AB ve ABD arasında karşılıklı sermaye yatırımları 4 trilyon dolara yaklaşıyor, aralarındaki günlük ticaret hacmi ise yaklaşık 2.6 milyar dolar. Her iki tarafın da ekonomileri talep yetersizliğiyle, durgunlukla boğuşuyor. Ticaret zaten büyük ölçüde serbestleşmiş durumda. Tarım ürünleri, gıda güvenliği, genetik ürünler otomotiv standartları alanlarındaki sorunlar aşılabilirse transatlantik ticaret hacminde yıllık 650 milyar dolarlık bir artış gerçekleşebilecek, büyüme oranlarına 0.5-1 puan eklenecek deniyor.

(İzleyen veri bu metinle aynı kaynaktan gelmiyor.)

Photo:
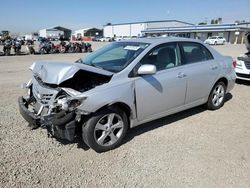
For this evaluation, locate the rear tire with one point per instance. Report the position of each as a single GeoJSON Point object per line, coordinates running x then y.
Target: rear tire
{"type": "Point", "coordinates": [105, 129]}
{"type": "Point", "coordinates": [216, 98]}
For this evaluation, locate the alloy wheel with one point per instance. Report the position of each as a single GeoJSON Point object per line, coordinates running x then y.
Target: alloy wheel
{"type": "Point", "coordinates": [108, 129]}
{"type": "Point", "coordinates": [218, 95]}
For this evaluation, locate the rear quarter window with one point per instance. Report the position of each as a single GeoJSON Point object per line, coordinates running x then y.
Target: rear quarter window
{"type": "Point", "coordinates": [195, 52]}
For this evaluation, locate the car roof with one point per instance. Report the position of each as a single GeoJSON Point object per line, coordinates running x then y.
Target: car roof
{"type": "Point", "coordinates": [159, 40]}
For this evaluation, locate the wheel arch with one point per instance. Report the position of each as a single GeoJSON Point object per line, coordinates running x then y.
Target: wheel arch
{"type": "Point", "coordinates": [222, 79]}
{"type": "Point", "coordinates": [122, 106]}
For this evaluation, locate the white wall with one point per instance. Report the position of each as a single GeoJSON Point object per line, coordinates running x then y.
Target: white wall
{"type": "Point", "coordinates": [137, 28]}
{"type": "Point", "coordinates": [123, 30]}
{"type": "Point", "coordinates": [108, 31]}
{"type": "Point", "coordinates": [154, 25]}
{"type": "Point", "coordinates": [43, 33]}
{"type": "Point", "coordinates": [80, 31]}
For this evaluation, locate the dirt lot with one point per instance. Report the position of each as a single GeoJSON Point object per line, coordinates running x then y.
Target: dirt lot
{"type": "Point", "coordinates": [195, 148]}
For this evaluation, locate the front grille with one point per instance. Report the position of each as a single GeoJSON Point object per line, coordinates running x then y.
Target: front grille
{"type": "Point", "coordinates": [43, 94]}
{"type": "Point", "coordinates": [247, 64]}
{"type": "Point", "coordinates": [243, 75]}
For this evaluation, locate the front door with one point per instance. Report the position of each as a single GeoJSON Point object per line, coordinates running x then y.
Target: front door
{"type": "Point", "coordinates": [165, 90]}
{"type": "Point", "coordinates": [201, 70]}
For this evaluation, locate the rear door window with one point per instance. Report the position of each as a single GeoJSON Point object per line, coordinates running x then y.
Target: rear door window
{"type": "Point", "coordinates": [194, 52]}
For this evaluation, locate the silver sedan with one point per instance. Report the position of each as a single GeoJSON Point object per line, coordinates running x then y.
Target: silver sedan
{"type": "Point", "coordinates": [122, 85]}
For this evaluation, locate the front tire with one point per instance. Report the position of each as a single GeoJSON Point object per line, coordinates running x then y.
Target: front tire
{"type": "Point", "coordinates": [217, 96]}
{"type": "Point", "coordinates": [105, 129]}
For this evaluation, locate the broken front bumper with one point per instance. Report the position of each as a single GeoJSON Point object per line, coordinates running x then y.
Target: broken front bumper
{"type": "Point", "coordinates": [60, 125]}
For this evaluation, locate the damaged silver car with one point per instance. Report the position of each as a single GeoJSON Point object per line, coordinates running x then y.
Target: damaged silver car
{"type": "Point", "coordinates": [122, 85]}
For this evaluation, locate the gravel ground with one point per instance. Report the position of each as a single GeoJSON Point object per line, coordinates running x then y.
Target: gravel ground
{"type": "Point", "coordinates": [194, 148]}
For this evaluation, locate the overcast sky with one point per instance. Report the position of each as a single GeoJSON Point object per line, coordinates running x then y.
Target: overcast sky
{"type": "Point", "coordinates": [33, 15]}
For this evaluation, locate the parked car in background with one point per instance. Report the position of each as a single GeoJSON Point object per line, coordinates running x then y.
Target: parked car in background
{"type": "Point", "coordinates": [97, 38]}
{"type": "Point", "coordinates": [106, 39]}
{"type": "Point", "coordinates": [122, 85]}
{"type": "Point", "coordinates": [215, 40]}
{"type": "Point", "coordinates": [242, 68]}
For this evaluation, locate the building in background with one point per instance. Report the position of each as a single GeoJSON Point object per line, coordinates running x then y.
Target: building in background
{"type": "Point", "coordinates": [87, 33]}
{"type": "Point", "coordinates": [135, 29]}
{"type": "Point", "coordinates": [233, 33]}
{"type": "Point", "coordinates": [55, 32]}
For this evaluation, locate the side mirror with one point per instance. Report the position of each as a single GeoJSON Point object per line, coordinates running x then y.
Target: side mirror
{"type": "Point", "coordinates": [147, 69]}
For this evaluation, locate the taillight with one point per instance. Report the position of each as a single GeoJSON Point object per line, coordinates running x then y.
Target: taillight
{"type": "Point", "coordinates": [234, 63]}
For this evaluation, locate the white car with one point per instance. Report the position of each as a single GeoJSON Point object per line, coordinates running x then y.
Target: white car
{"type": "Point", "coordinates": [215, 40]}
{"type": "Point", "coordinates": [242, 68]}
{"type": "Point", "coordinates": [105, 39]}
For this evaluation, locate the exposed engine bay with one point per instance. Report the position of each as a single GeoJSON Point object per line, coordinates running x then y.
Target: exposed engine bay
{"type": "Point", "coordinates": [84, 81]}
{"type": "Point", "coordinates": [51, 101]}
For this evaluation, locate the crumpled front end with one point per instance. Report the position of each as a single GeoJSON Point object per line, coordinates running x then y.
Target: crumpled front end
{"type": "Point", "coordinates": [50, 108]}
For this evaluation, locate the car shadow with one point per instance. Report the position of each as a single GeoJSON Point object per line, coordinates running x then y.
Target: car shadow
{"type": "Point", "coordinates": [243, 82]}
{"type": "Point", "coordinates": [146, 127]}
{"type": "Point", "coordinates": [165, 121]}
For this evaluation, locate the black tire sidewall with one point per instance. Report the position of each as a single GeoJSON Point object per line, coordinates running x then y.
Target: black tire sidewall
{"type": "Point", "coordinates": [88, 129]}
{"type": "Point", "coordinates": [210, 104]}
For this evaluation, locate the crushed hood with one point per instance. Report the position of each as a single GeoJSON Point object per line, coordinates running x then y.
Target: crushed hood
{"type": "Point", "coordinates": [58, 72]}
{"type": "Point", "coordinates": [247, 40]}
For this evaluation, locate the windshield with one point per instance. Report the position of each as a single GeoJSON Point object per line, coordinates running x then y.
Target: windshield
{"type": "Point", "coordinates": [115, 56]}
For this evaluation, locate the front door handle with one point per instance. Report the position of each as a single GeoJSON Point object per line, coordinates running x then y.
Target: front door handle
{"type": "Point", "coordinates": [181, 75]}
{"type": "Point", "coordinates": [214, 67]}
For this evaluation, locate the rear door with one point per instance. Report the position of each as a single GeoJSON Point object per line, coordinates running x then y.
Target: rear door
{"type": "Point", "coordinates": [201, 70]}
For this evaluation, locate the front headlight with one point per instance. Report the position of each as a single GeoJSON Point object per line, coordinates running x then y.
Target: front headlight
{"type": "Point", "coordinates": [68, 104]}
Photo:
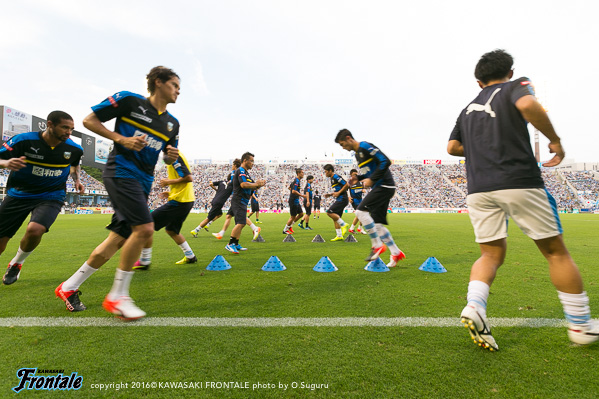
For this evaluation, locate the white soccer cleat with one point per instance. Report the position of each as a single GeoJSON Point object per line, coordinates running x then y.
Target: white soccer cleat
{"type": "Point", "coordinates": [479, 328]}
{"type": "Point", "coordinates": [123, 308]}
{"type": "Point", "coordinates": [584, 335]}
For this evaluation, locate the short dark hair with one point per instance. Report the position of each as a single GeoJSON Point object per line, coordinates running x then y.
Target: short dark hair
{"type": "Point", "coordinates": [246, 155]}
{"type": "Point", "coordinates": [493, 65]}
{"type": "Point", "coordinates": [343, 133]}
{"type": "Point", "coordinates": [56, 116]}
{"type": "Point", "coordinates": [163, 73]}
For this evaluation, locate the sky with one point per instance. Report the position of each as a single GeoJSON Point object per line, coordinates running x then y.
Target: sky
{"type": "Point", "coordinates": [281, 78]}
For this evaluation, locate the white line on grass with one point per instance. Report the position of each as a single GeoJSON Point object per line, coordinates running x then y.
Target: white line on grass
{"type": "Point", "coordinates": [270, 322]}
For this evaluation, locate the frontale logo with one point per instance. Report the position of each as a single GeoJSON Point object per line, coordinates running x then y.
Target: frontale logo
{"type": "Point", "coordinates": [30, 380]}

Bunlar küçük ama önemli sayılar. Yine de hemen tüm yorumcular, 2007 yılında özellikle Merkel’in inisiyatifiyle başlayan, zaman içinde İngiltere’nin de yardımıyla ABD’yi de ikna etme yoluna giren bir ABD-AB serbest ticaret yatırım anlaşması projesinin esas öneminin, jeopolitik alanında yaratması olası etkilerden kaynaklandığını savunuyorlar. Böylece dünya ekonomisinin merkezinin doğuya kayması önlenebilecek, Batı’nın düzenine Çin’in getirdiği tehditler sınırlandırılabilecek, dünya ekonomisine Batı’nın koyduğu kurallar içinde entegre olması sağlanabilecek, Afrika’da başlayan sürecin gösterdiği gibi, bu kıtanın doğal kaynakları, piyasaları, kolaylıkla ABD-AB blokunun etki alanı içine alınabilecek...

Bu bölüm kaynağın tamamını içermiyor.